Validation mAP not consistent

JerickoDG commented 1 year ago

After finishing 20 epochs, the terminal displayed this:

wandb: Run summary: wandb: train_loss_box_reg 0.01077 wandb: train_loss_cls 0.00603 wandb: train_loss_epoch 0.01768 wandb: train_loss_iter 0.01653 wandb: train_loss_obj 0.00029 wandb: train_loss_rpn 0.00059 wandb: val_map_05 0.87624 wandb: val_map_05_95 0.58491

As can be seen, the mAP@0.5 and mAP@0.5-0.9 are relatively high for the last model state. To verify it, I tried evaluating the _lastmodel.pth using the eval.py script with this command:

python eval.py --weights outputs/training/custom_training/last_model.pth --data data_configs/custom_data.yaml --model fasterrcnn_resnet50_fpn_v2 --imgsz 320 --verbose

Which gave me this result:

{'classes': tensor([1, 2], dtype=torch.int32), 'map': tensor(0.3669), 'map_50': tensor(0.6886), 'map_75': tensor(0.3405), 'map_large': tensor(0.4444), 'map_medium': tensor(0.3408), 'map_per_class': tensor([0.4621, 0.2718]), 'map_small': tensor(0.2078), 'mar_1': tensor(0.4233), 'mar_10': tensor(0.4997), 'mar_100': tensor(0.5007), 'mar_100_per_class': tensor([0.6162, 0.3851]), 'mar_large': tensor(0.5776), 'mar_medium': tensor(0.4468), 'mar_small': tensor(0.3199)}

As can be seen, the resulting mAP@0.5 and mAP@0.5-0.9 were different from each other. The mAPs shown from the eval.py were lower.

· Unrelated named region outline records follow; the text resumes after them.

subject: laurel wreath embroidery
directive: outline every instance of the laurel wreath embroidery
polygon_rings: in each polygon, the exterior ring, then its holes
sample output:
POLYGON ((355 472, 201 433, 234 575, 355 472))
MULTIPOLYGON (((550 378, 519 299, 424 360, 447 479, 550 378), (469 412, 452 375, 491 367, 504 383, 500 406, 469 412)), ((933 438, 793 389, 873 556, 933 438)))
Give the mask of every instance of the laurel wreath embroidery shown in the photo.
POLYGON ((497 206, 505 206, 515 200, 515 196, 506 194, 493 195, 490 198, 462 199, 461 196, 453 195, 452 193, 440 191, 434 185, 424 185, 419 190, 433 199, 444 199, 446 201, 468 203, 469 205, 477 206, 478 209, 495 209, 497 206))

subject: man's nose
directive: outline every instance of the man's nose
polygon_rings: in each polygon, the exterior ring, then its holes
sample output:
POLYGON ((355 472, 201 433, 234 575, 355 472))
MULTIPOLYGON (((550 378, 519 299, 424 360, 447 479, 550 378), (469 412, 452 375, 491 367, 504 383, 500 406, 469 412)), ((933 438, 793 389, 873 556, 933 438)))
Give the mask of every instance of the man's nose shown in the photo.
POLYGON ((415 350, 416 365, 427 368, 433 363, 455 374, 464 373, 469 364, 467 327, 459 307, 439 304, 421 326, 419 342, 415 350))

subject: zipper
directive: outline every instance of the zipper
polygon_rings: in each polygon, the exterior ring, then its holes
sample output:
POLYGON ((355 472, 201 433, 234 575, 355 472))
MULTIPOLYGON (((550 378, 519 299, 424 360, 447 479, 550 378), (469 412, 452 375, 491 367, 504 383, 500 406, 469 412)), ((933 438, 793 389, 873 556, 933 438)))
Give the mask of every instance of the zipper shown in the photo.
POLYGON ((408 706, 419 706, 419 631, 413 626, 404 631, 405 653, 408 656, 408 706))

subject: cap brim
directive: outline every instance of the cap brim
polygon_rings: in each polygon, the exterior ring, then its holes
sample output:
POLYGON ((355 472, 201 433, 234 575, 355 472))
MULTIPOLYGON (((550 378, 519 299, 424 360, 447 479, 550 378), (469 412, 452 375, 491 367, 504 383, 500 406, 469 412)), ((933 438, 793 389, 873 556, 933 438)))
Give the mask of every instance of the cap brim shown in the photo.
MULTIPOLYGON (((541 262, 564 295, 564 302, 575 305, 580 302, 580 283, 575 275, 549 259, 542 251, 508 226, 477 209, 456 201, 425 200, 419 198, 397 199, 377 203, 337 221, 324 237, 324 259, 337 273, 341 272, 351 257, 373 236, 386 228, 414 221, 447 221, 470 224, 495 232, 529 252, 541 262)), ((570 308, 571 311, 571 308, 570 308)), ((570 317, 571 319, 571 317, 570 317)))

Also, it seems that the script automatically uses the directory or path TEST_DIR_LABELS if it exists so I changed it to the directory or path of validation set like this:

TRAIN_DIR_IMAGES: 'custom_data/train' TRAIN_DIR_LABELS: 'custom_data/train' VALID_DIR_IMAGES: 'custom_data/valid' VALID_DIR_LABELS: 'custom_data/valid' TEST_DIR_IMAGES: 'custom_data/valid' TEST_DIR_LABELS: 'custom_data/valid'

I am not sure where I went wrong. Do you happen to know the probable cause?

sovit-123 commented 1 year ago

Hi. There are a few things to consider here. If the dataset YAML file contains a test set, then the evaluation script will automatically use the test set for evaluation. Else, it uses the validation set.

However, it seems that you have already changed that. Then only one thing remains. Can you please check the log file from the training output directory and see whether the final epoch's log matches the evaluation logs? I will need to check as well. However, from my multiple experiments, I can confirm that the mAP should be the same. Instead of the WandB logs, please check the model logs from the directory once.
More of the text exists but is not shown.